Há um tratado de paz dos Estados Unidos com o Japão que prevê a ajuda americana
em caso de conflito regional. É uma partida muito arriscada.
O presidente Obama
também acaba de sancionar uma lei do Congresso determinando que o governo
norte-americano tome medidas para impedir a penetração diplomática do Irã na
América Latina, e, no bojo das justificativas, a Tríplice Fronteira é mais uma
vez citada, como área que financia o
Hesbolá. Como se não houvesse, ali e no
resto do Brasil, os que financiam o Estado de Israel. Devemos nos precaver.

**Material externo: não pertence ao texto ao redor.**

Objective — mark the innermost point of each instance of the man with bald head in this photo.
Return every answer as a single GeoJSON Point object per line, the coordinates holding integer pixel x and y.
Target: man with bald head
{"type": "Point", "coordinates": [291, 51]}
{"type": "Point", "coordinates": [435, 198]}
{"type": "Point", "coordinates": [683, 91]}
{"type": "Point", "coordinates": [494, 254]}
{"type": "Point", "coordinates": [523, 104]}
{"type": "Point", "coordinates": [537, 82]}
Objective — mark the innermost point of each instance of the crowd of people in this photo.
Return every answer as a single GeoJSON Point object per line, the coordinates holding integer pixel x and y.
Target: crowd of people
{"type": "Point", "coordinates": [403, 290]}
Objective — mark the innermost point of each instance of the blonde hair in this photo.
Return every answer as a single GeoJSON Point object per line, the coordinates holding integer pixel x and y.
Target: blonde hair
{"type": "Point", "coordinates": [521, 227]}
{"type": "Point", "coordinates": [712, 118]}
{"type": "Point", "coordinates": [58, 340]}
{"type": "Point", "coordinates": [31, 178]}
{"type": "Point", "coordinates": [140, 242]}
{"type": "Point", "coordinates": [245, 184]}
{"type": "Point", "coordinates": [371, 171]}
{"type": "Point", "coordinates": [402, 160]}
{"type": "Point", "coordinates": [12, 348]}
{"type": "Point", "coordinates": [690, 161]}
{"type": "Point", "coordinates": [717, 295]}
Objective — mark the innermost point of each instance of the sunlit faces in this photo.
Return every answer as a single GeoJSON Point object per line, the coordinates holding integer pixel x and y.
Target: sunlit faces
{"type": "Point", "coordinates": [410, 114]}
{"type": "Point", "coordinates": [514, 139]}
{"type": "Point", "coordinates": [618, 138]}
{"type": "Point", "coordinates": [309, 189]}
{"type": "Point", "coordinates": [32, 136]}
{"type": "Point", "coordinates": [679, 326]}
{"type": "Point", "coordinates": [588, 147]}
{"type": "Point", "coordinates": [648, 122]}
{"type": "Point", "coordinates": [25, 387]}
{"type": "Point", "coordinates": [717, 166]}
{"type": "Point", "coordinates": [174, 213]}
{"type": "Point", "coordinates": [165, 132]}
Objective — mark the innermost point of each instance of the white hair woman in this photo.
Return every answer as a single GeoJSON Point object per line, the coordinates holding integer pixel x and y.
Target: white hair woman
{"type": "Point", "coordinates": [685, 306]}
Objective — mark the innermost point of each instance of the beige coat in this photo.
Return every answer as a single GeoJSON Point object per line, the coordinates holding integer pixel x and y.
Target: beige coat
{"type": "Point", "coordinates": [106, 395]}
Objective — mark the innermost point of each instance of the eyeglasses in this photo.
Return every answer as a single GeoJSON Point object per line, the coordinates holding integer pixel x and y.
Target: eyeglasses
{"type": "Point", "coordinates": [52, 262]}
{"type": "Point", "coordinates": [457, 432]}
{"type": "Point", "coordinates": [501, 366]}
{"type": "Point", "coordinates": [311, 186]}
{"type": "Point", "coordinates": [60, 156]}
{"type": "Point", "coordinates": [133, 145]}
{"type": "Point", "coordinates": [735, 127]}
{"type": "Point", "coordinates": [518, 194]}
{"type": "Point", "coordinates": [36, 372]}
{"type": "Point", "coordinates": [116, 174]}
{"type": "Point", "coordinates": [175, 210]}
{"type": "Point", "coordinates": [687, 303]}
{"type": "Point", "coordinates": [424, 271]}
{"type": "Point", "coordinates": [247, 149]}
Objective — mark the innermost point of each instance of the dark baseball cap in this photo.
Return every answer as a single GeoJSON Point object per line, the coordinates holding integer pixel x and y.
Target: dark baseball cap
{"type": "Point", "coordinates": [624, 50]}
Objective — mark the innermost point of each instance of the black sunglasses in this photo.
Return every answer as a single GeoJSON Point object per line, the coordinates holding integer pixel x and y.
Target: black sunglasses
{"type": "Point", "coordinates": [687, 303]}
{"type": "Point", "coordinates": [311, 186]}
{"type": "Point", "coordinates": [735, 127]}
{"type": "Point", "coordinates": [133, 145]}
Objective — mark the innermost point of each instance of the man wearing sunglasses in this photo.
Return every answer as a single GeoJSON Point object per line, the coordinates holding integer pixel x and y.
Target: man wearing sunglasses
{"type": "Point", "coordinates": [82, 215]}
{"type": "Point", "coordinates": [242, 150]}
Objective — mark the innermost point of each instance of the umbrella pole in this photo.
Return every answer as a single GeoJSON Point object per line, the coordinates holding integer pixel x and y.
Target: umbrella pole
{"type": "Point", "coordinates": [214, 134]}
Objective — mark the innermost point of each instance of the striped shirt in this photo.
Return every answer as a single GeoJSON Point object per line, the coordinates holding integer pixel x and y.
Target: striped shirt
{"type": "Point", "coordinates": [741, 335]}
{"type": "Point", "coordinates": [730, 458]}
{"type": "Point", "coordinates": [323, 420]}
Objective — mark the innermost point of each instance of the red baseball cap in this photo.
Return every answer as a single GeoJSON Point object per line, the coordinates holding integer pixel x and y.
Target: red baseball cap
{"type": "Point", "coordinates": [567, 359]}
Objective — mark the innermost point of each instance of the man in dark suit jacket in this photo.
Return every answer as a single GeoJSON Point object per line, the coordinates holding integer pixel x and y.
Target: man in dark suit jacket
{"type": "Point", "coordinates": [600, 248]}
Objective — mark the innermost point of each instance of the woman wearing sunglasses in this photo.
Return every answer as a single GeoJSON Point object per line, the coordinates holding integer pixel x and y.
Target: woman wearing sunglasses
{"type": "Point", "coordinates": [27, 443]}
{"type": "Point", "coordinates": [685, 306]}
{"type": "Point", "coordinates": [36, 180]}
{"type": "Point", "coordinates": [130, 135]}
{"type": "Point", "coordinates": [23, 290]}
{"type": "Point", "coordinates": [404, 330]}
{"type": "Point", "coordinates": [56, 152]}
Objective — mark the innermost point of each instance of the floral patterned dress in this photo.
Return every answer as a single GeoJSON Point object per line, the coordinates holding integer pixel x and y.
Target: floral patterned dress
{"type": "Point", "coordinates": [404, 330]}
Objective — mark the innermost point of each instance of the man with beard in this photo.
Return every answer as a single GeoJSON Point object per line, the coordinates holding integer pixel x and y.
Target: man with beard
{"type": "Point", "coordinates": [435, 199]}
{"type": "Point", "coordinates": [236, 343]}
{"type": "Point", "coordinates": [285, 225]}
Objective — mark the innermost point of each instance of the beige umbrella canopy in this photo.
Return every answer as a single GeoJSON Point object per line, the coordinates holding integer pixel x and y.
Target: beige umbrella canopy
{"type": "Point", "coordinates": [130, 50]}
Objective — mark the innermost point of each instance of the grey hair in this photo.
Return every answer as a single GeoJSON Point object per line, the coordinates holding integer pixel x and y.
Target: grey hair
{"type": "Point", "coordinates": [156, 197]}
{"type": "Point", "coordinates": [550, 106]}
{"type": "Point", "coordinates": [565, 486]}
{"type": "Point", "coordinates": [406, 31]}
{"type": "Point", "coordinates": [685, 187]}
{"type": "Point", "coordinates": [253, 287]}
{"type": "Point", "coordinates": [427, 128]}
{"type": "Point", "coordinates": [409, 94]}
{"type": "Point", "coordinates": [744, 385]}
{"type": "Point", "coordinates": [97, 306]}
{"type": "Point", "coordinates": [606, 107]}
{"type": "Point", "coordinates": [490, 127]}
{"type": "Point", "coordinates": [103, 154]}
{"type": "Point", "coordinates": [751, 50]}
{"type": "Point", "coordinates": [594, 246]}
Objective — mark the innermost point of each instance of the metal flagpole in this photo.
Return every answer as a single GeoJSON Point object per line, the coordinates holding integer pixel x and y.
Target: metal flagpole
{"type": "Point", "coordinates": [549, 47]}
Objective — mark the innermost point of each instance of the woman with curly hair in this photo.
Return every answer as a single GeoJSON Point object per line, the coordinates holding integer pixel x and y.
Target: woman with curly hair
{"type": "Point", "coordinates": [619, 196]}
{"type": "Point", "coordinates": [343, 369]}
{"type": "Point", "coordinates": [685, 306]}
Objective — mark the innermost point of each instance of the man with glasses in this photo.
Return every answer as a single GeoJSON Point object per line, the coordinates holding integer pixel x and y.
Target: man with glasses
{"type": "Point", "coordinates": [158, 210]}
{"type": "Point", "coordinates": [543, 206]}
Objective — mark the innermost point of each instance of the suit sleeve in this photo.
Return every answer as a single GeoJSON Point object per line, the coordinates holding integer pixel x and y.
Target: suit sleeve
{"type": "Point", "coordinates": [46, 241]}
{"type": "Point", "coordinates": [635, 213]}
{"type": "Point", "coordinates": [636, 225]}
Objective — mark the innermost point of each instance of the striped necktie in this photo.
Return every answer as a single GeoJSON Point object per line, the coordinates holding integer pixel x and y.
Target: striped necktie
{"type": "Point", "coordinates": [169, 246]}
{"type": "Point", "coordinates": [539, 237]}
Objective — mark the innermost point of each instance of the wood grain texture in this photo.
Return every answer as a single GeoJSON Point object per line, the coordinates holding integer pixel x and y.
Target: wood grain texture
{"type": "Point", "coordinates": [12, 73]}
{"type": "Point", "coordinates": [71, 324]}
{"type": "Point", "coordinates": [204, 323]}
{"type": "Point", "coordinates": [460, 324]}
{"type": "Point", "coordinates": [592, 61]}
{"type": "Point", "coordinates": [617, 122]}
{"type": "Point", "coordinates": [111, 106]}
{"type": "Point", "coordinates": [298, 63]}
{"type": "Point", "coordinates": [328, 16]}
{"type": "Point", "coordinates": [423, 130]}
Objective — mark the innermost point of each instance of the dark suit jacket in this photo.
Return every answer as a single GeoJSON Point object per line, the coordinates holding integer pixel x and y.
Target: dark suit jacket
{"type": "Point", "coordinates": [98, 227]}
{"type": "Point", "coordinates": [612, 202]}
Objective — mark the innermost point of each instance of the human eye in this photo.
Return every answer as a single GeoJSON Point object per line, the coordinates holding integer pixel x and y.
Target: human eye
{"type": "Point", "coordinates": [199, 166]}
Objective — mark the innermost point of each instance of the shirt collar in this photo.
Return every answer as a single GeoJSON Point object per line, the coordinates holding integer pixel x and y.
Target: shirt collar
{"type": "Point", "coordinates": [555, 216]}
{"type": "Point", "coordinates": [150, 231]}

Infelizmente, no Brasil, há sempre os vassalos de Washington,
que estimulam o intervencionismo ianque em nossas relações internacionais
(sobretudo com o Irã e a Palestina), entre eles alguns senadores da República,
como revelaram os despachos do Embaixador Sobel, divulgados pelo WikiLeaks.
O anunciado conflito armado entre Israel e o Irã é também
alimentado pelo ódio da extrema direita judaica contra todos os que criticam
Tel Aviv. O Centro Simon Wiesenthal considerou o cartunista brasileiro Carlos
Latuff o terceiro maior inimigo de Israel no mundo. Os dois primeiros são o
líder espiritual da Irmandade Muçulmana, Mohamed Badie, e Ahmadinejad, o
presidente do Irã.
O cineasta Sylvio Tendler, em mensagem de solidariedade a
Latuff, lembra que eminentes judeus, entre eles os jornalistas Ury Avnery,
Amira Haas e Gideon Levy, são mais críticos da posição de Israel contra os
palestinos do que o cartunista brasileiro.
É lamentável que o nome do caçador de nazistas Simon
Wiesenthal, que conheci e entrevistei, em Viena, há mais ou menos 40 anos, para
este mesmo Jornal do Brasil, seja usado para uma organização fanática e
radical, como essa. Wiesenthal, ele mesmo sobrevivente da estupidez nazista,
era um obstinado – e legítimo – caçador de criminosos de guerra, que haviam
cometido todo o tipo de atrocidades contra seu povo.
O governo direitista de Israel é de outra origem. Não podemos
fazer de conta que nada temos contra a ameaça a um cidadão brasileiro, Carlos
Latuff, cuja segurança pessoal deve ser, de agora em diante, de
responsabilidade do governo. Ou que não
nos devamos preocupar com a lei aprovada por Obama. Temos tido bom
relacionamento com o governo do Irã, e a política externa brasileira é decisão soberana de nosso povo.
Uma presença militar maior em Foz do Iguaçu e ao longo da
fronteira ocidental é necessária, a fim de dissuadir os agentes provocadores.
As guerras sempre foram vantajosas para os americanos, desde a invasão do
México, em 1846-48. É provável que seus estrategistas estejam retornando à Doutrina Bush da guerra
infinita.
Diante desse cenário mundial instável, e na perspectiva de
uma campanha sucessória agitada, temos que manter toda serenidade possível. A
defesa de posições políticas eventuais não deve comprometer a segurança nem a
soberania do povo brasileiro. A nação deve sobrepor-se a todos os interesses,
mais legítimos uns e menos legítimos outros, de grupos econômicos e
partidários.
Infelizmente, desde Calabar e Silvério dos Reis, não faltam os
que desprezam o nosso povo e traem os interesses da Pátria.